Lei si sente orgoglioso d’essere italiano?

“Io sono poco orgoglioso di tutto. Mi piace essere italiano. Non mi vedo, se non italiano. I tedeschi usano la parola “Heimat”.

Ce l’abbiamo anche noi, la bella parola: “Patria”. Ma che cosa chiedono, oggi, quelli che si rivolgono alla Comunità di Sant’Egidio per avere un aiuto?  

“Non lo so, perché molte domande sono silenziose. Spesso le persone che vengono da noi, non hanno il coraggio di fare le richieste per cui sono venuti. Prevale un senso di vergogna in chi viene, per esempio, a chiedere da mangiare. Dice che lo fa per darlo a qualcun un altro, non certo per se stesso…Mi viene in mente anche un’altra “richiesta”, penso al lavoro che si fa a Parma per gli anziani. E’ un bel lavoro per la riconciliazione generazionale. Credo che ci sarà sempre più bisogno di questo, di non far sentire gli altri e gli anziani a disagio. Guardare al futuro, non può voler dire dimenticare i vecchi”.

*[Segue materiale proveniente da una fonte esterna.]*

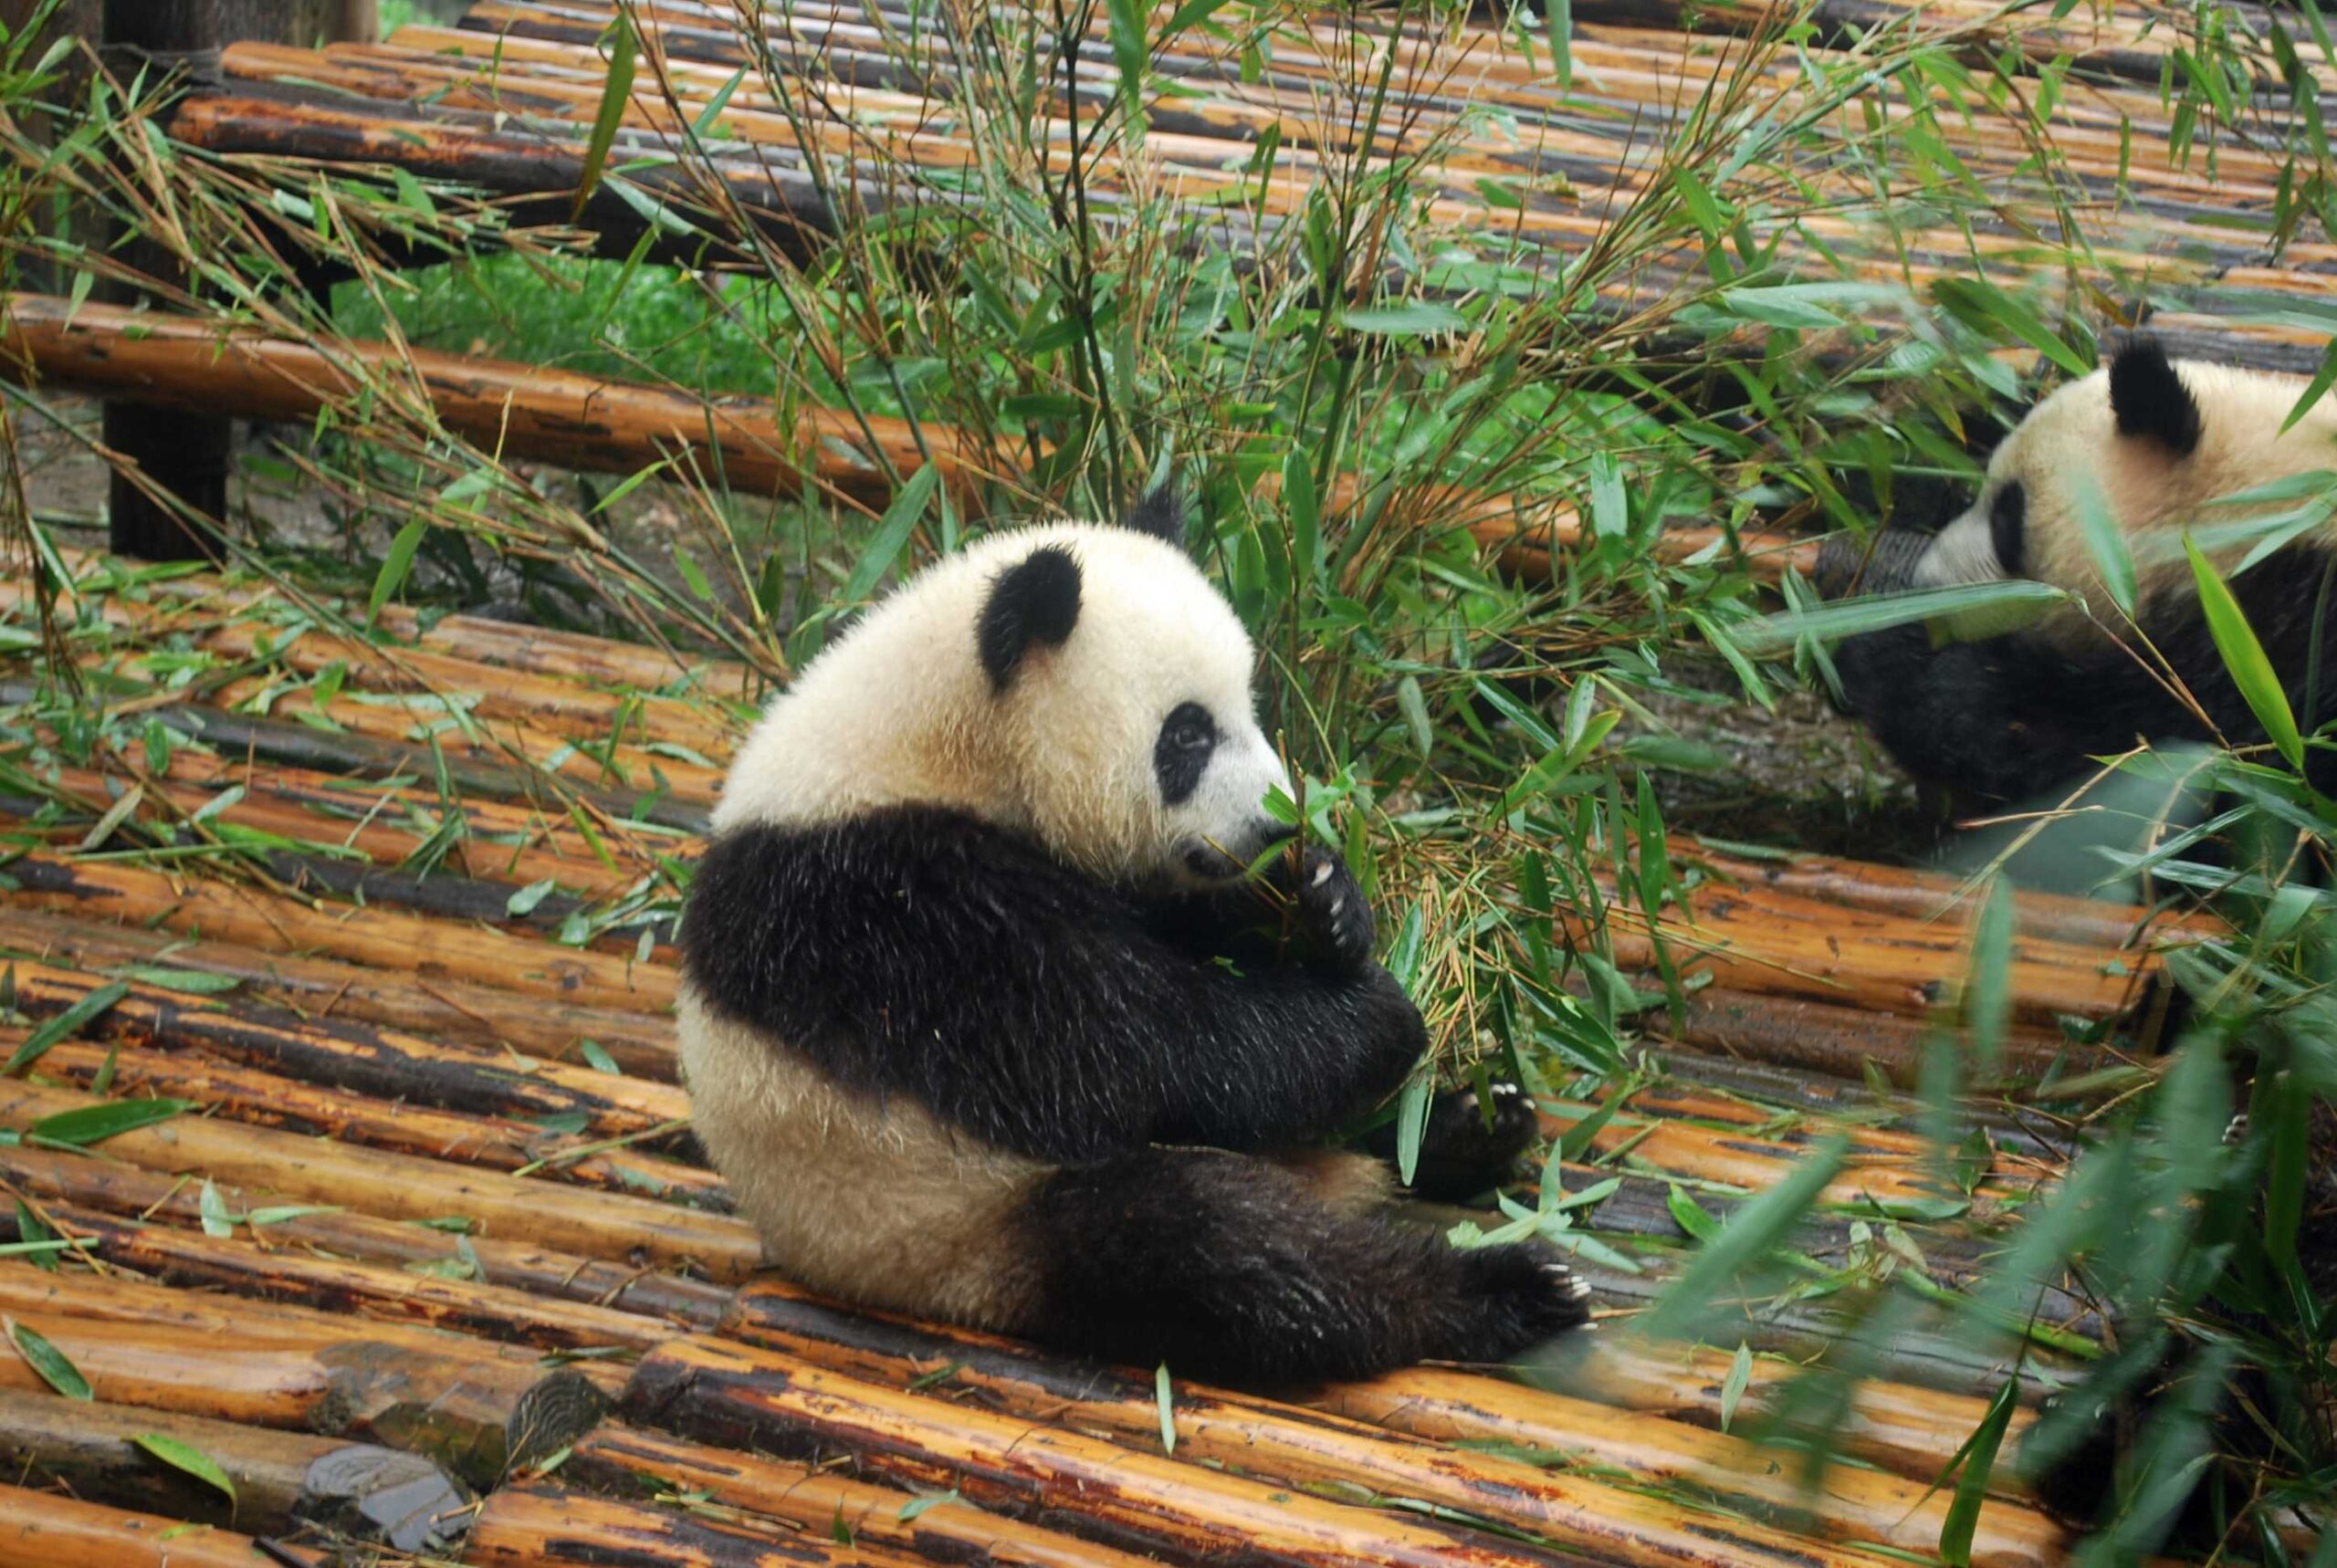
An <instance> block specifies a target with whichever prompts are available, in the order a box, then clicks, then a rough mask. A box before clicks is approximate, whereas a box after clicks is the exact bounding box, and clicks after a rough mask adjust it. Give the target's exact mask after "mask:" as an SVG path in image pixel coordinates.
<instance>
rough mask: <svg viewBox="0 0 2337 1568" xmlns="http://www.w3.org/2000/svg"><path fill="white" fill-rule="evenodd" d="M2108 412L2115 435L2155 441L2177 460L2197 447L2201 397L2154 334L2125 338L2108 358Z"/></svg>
mask: <svg viewBox="0 0 2337 1568" xmlns="http://www.w3.org/2000/svg"><path fill="white" fill-rule="evenodd" d="M2110 414H2113V416H2115V418H2117V435H2134V437H2143V439H2145V442H2157V444H2159V446H2164V449H2166V453H2169V456H2173V458H2187V456H2192V451H2194V449H2197V446H2199V400H2197V397H2192V395H2190V388H2187V386H2183V376H2178V374H2176V367H2173V362H2171V360H2169V358H2166V351H2164V348H2162V346H2159V339H2155V337H2136V339H2127V346H2124V348H2120V351H2117V355H2115V358H2113V360H2110Z"/></svg>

Siete attivi in settanta Paesi di quattro Continenti. Dov’è più difficile la vostra presenza, e perché?

“Non dipende mai dal luogo, dipende dalle persone. A Parma, a Roma, all’Avana e ovunque c’è una comunità che si raccoglie in preghiera tutte le sere, che legge il Vangelo, che ama la povertà e che cerca d’essere amica di tutti”.

Lei insegna storia contemporanea all’Università. Fra quarant’anni che cosa vorrebbe che gli storici scrivessero della Comunità di Sant’Egidio, ora arrivata a suoi primi quarant’anni?

“Non glielo saprei proprio dire. Facendo il mestiere che faccio, ho capito che non si è storici delle cose che si identificano con se stessi. Ma se scrivessero, con l’apostolo Paolo, “hanno conservato la fede”, già sarebbe molto”.